Each benchmark block inside a target tells the collector to run one benchmark against that target.

Attribute Type Required Default Description
Block label ("benchmark_id") string Yes The benchmark identifier. This is the collector/benchmark name, for example "rhel_9_stig", "vmw_nsx_4-x_manager_ndm_stig", or "cisco-fmc". Use ./collector collectors to list the names of all available collectors.
disabled bool No false If true, this benchmark is skipped for the target.
access-from string No Name of an access block to follow before running this benchmark. Currently parsed but not enforced.

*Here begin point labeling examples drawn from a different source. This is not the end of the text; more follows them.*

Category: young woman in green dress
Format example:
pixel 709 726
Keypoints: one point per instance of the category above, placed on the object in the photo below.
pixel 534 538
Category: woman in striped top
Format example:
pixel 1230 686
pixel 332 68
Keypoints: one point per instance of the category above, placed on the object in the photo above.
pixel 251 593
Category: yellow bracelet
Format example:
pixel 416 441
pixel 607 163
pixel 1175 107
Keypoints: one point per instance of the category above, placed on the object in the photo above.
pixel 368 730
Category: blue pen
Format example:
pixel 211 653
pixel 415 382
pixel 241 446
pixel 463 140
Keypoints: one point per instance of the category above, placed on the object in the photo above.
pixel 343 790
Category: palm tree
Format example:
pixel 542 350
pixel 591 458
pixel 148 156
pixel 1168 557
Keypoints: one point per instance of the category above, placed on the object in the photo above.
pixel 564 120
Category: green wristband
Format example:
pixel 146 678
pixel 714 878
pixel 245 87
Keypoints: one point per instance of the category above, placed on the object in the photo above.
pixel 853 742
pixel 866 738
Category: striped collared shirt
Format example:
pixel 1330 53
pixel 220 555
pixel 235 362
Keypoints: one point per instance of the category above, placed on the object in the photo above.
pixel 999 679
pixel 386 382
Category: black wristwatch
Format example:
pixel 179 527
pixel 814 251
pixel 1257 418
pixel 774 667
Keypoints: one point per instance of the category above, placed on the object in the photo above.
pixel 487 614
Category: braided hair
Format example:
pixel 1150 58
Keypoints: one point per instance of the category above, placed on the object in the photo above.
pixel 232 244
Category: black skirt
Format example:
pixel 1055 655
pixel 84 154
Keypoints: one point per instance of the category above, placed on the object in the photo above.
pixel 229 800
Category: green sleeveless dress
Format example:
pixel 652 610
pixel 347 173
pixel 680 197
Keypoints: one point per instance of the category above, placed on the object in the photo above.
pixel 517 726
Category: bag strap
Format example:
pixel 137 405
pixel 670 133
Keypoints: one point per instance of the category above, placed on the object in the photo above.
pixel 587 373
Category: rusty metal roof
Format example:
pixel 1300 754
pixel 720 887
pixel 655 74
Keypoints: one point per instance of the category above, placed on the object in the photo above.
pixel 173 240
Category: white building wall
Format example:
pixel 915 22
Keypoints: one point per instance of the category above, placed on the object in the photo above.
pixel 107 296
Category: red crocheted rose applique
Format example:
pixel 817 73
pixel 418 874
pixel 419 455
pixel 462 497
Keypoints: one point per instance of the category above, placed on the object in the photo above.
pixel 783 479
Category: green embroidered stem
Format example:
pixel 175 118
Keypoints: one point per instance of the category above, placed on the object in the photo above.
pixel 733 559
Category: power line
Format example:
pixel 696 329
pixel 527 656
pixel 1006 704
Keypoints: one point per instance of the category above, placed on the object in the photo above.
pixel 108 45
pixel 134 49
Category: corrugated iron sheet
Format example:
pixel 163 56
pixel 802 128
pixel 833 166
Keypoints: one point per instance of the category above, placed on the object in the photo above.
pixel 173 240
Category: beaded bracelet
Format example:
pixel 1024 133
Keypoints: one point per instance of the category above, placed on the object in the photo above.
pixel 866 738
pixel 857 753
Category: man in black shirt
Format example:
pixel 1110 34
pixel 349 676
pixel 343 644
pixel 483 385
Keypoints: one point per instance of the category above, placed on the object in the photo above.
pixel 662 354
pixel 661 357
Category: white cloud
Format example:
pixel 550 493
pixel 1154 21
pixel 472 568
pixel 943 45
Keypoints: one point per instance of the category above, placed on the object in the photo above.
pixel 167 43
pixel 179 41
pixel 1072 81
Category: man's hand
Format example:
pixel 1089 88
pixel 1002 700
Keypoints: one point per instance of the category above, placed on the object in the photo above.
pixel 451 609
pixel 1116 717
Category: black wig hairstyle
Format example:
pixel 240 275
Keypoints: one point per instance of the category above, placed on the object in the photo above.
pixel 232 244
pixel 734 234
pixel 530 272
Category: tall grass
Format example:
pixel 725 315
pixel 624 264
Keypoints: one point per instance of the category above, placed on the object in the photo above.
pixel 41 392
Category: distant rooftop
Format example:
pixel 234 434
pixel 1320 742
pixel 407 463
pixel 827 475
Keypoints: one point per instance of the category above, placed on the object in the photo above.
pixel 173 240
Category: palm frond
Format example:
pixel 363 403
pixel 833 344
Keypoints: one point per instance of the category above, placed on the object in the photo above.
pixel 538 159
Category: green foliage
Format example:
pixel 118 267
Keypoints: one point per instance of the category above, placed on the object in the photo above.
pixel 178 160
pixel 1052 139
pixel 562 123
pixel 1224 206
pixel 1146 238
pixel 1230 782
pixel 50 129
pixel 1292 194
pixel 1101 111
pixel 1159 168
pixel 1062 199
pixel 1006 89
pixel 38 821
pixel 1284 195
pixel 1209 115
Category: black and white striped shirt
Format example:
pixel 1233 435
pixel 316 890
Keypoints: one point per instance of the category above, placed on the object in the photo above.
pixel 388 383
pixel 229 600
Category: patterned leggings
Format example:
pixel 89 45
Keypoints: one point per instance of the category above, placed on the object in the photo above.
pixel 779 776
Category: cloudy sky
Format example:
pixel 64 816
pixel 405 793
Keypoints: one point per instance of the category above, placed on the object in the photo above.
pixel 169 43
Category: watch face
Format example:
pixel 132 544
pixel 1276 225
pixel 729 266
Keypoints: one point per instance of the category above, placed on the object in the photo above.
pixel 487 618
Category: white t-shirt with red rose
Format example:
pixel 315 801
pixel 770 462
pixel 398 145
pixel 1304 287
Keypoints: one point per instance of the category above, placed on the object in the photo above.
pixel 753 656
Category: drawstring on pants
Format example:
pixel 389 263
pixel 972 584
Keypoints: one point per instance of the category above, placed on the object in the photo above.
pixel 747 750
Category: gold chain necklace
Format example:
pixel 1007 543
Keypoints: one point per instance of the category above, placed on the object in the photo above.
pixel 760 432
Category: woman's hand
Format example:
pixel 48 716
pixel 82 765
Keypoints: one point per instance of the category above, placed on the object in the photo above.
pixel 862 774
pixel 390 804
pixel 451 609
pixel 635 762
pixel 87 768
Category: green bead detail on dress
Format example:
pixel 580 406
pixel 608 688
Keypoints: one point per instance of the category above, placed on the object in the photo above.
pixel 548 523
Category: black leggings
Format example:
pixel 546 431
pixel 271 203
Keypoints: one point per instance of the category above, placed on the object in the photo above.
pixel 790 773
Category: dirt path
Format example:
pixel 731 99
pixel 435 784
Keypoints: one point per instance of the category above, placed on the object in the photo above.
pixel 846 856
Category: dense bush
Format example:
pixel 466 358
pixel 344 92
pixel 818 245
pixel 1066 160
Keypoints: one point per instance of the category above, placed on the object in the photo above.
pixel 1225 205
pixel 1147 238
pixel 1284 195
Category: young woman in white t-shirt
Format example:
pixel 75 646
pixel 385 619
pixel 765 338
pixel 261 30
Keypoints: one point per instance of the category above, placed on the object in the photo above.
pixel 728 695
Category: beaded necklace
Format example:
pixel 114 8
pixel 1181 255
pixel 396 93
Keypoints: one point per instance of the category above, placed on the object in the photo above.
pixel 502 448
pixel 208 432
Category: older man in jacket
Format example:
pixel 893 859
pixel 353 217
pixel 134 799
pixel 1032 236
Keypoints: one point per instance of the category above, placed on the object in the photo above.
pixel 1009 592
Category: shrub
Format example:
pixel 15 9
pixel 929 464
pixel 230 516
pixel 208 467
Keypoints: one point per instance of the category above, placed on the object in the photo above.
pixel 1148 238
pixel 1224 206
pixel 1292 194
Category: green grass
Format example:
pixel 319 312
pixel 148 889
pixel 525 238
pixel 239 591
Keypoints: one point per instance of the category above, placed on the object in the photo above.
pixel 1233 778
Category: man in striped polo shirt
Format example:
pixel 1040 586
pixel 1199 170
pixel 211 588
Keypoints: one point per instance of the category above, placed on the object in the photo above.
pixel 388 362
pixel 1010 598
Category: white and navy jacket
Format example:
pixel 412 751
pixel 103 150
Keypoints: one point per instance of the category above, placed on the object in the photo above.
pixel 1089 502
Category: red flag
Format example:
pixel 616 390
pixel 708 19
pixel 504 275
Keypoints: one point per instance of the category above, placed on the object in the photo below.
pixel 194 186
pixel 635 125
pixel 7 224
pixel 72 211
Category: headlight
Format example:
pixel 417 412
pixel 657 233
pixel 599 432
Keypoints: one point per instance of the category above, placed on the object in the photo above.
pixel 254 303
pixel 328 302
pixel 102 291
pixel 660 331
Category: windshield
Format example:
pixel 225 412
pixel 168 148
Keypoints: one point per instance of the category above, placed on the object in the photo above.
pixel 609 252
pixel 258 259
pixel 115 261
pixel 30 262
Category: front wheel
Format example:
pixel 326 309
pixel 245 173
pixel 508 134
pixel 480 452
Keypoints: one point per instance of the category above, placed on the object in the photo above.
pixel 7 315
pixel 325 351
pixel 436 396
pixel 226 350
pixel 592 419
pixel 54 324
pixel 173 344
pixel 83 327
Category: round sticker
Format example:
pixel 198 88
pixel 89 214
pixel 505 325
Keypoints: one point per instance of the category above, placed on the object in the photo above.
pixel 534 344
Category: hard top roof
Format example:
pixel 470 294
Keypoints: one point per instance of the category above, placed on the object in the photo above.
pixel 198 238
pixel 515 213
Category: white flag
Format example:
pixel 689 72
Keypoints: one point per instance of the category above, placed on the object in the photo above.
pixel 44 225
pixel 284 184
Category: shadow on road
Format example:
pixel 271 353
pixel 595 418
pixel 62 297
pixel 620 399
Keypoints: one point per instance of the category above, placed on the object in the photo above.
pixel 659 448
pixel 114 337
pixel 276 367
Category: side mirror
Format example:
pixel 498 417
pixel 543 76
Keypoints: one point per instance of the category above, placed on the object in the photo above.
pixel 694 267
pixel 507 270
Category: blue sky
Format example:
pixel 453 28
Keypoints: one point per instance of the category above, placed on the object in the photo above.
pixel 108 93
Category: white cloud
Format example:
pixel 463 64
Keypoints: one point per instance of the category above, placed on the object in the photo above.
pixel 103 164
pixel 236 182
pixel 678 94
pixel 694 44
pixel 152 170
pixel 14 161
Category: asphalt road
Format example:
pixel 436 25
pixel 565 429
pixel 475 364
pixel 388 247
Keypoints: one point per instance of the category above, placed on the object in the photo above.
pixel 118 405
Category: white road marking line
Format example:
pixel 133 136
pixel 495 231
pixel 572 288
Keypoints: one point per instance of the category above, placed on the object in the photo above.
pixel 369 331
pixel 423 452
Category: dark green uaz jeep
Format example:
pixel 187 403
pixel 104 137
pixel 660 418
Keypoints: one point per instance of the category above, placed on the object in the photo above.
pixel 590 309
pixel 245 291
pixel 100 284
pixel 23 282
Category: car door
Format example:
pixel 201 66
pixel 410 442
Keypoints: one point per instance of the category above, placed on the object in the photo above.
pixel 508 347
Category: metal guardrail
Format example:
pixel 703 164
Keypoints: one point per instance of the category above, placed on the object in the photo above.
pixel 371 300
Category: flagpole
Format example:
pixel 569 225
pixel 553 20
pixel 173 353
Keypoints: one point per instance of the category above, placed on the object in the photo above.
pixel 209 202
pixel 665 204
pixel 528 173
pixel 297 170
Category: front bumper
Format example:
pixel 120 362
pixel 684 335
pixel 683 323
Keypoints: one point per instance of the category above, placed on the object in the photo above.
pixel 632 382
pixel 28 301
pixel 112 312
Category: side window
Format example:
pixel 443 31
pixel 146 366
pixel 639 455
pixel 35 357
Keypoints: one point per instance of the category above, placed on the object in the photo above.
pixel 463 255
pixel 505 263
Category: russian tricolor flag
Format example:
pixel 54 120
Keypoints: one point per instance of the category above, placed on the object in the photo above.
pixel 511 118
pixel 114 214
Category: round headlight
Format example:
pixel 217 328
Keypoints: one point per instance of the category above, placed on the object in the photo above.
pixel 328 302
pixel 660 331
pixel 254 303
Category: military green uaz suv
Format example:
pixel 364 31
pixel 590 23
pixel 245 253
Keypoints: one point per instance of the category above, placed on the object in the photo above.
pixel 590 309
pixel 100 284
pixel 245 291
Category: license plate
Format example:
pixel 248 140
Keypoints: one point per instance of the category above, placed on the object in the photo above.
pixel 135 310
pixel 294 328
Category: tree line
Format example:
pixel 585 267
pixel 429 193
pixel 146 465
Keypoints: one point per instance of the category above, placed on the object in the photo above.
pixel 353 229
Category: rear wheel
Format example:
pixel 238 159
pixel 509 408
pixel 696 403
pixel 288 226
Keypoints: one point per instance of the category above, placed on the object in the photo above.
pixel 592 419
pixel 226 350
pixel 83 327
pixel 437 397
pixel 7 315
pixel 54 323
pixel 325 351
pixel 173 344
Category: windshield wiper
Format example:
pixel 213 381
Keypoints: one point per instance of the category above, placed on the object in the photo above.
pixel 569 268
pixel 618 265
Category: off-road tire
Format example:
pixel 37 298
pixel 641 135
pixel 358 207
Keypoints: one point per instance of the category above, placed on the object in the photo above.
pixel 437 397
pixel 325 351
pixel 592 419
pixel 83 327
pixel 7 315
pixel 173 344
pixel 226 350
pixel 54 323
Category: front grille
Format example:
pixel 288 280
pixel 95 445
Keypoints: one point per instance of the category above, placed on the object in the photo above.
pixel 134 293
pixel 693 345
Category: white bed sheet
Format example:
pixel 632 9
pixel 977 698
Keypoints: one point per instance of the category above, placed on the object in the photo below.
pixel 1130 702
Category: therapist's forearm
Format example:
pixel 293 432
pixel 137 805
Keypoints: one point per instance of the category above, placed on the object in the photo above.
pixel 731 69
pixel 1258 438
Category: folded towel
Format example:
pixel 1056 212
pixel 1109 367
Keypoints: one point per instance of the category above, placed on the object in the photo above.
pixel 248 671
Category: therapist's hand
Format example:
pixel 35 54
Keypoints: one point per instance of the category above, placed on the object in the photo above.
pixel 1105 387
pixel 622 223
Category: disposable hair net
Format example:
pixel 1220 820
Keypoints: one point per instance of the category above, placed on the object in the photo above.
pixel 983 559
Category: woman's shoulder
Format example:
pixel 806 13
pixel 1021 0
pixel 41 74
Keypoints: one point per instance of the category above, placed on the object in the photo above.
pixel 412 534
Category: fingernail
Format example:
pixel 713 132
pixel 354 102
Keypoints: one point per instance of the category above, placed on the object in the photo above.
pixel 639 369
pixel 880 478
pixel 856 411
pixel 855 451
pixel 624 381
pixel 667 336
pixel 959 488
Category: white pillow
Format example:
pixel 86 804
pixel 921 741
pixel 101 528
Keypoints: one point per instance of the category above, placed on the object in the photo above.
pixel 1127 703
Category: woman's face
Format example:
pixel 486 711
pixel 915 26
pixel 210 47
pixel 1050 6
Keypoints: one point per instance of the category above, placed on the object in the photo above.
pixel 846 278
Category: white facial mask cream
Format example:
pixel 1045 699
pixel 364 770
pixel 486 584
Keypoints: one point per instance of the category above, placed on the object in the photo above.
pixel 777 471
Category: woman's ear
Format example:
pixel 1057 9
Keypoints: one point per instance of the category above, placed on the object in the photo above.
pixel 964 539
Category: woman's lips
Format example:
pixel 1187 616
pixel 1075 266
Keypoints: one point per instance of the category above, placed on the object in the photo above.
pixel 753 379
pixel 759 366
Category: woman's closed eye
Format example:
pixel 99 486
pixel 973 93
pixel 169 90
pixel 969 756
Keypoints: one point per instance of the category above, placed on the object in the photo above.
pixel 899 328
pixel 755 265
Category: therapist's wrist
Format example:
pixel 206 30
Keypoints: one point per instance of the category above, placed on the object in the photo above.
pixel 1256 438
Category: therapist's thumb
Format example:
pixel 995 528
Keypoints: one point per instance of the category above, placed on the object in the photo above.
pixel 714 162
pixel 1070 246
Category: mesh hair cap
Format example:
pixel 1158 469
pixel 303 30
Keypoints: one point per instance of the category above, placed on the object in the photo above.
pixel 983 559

All other attributes on a benchmark block are treated as free-form collector or benchmark settings. Values may be strings or booleans, and any string value may be encrypted with the -encrypted suffix.

Common benchmark settings

Setting Type Description Used by
target string Target IP, hostname, or API endpoint URL for the device. NSX collectors, Cisco FMC collector
username string Username for authenticating to the target API or device. NSX collectors, Cisco FMC collector
password string Password for authenticating to the target API or device. NSX collectors, Cisco FMC collector
token string API token used instead of username/password. Cisco FMC collector (requires domain)
domain string Cisco FMC domain UUID. Required when using token authentication with the Cisco FMC collector. Cisco FMC collector
interview-only bool If true, normal command collection is skipped and only interview questions are produced. Interview and shell collectors

Runner-provided settings

Benchmarks that use non-shell runners may require additional settings that correspond to the runner’s questions. These settings have the same processing_id that the collector prompts for when the value is missing. Common runner setting keys include:

Runner Setting keys
MariaDB mariadb_host, mariadb_user, mariadb_password
MySQL mysql_host, mysql_user, mysql_password
PostgreSQL postgres_host, postgres_user, postgres_password
SQLite sqlite_db
Oracle DB oracle_connect_string
ESXi PowerCLI esxi_host, esxi_user, esxi_pw

Question answers

Benchmarks may also define their own questions. Any question’s processing_id may be supplied as a benchmark attribute to pre-answer it. If a required value is not provided in the file, the collector will prompt for it at run time.


Encrypted values

Any string setting may be stored in encrypted form by appending -encrypted to the attribute name. The collector decrypts the value at load time using the passphrase passed with the --passphrase CLI flag.

To encrypt a value:

./collector encrypt --passphrase my-passphrase secretpassword

Use the output as the value of an encrypted attribute:

benchmark "cisco-fmc" {
  target           = "https://fmc.example.com"
  username         = "admin"
  password-encrypted = "eyJrZXlBbGdvIjoiYXJnb24yaWQiLCJrZXlJdGVyIjoxLCJrZXlNZW0iOjY1NTM2LCJrZXlUaHJlYWRzIjo4LCJzYWx0IjoiNHR4dUE3SXZFeUlSVFA1a3RuTlRMZHRKeDd0WmNBcUM0S056N0QvVkRoOD0iLCJlbmNBbGdvIjoiYWVzLTI1Ni1nY20iLCJkYXRhIjoiS0hnQ1V4VEJUeVRUNWNwb29kd3RvbmFUM0dFTmFWdmdGTXFCUmN3bWtwb1ZUempFandhQmMrSlgifQ=="
}

Then run the collector with:

./collector run --passphrase my-passphrase

Complete example

general {
  log-level          = "info"
  fail-fast          = false
  ignore-user        = false
  shell-concurrency  = 3
  shell-timeout-secs = 600
  random-delay-secs  = 0

  server {
    server           = "https://xss.example.com"
    token            = "my-api-token"
    ignore-ssl-certs = false
  }
}

results {
  directory    = "."
  compression  = "auto"
  auto-upload  = true
}

target "local-rhel" {
  id   = "bb4c44d2-68c5-4221-a8e1-49a7955acd30"
  os   = "rhel 9"

  benchmark "rhel_9_stig" {}
}

target "nsx-manager" {
  id   = "917746ab-d3dc-4919-8aa3-9d0ff02c5acc"
  os   = "VMWareNSX"

  benchmark "vmw_nsx_4-x_manager_ndm_stig" {
    target   = "https://nsxmgr.example.com"
    username = "admin"
    password = "admin-password"
  }
}

For a version of this example that matches your exact collector build, use the ./collector config example command.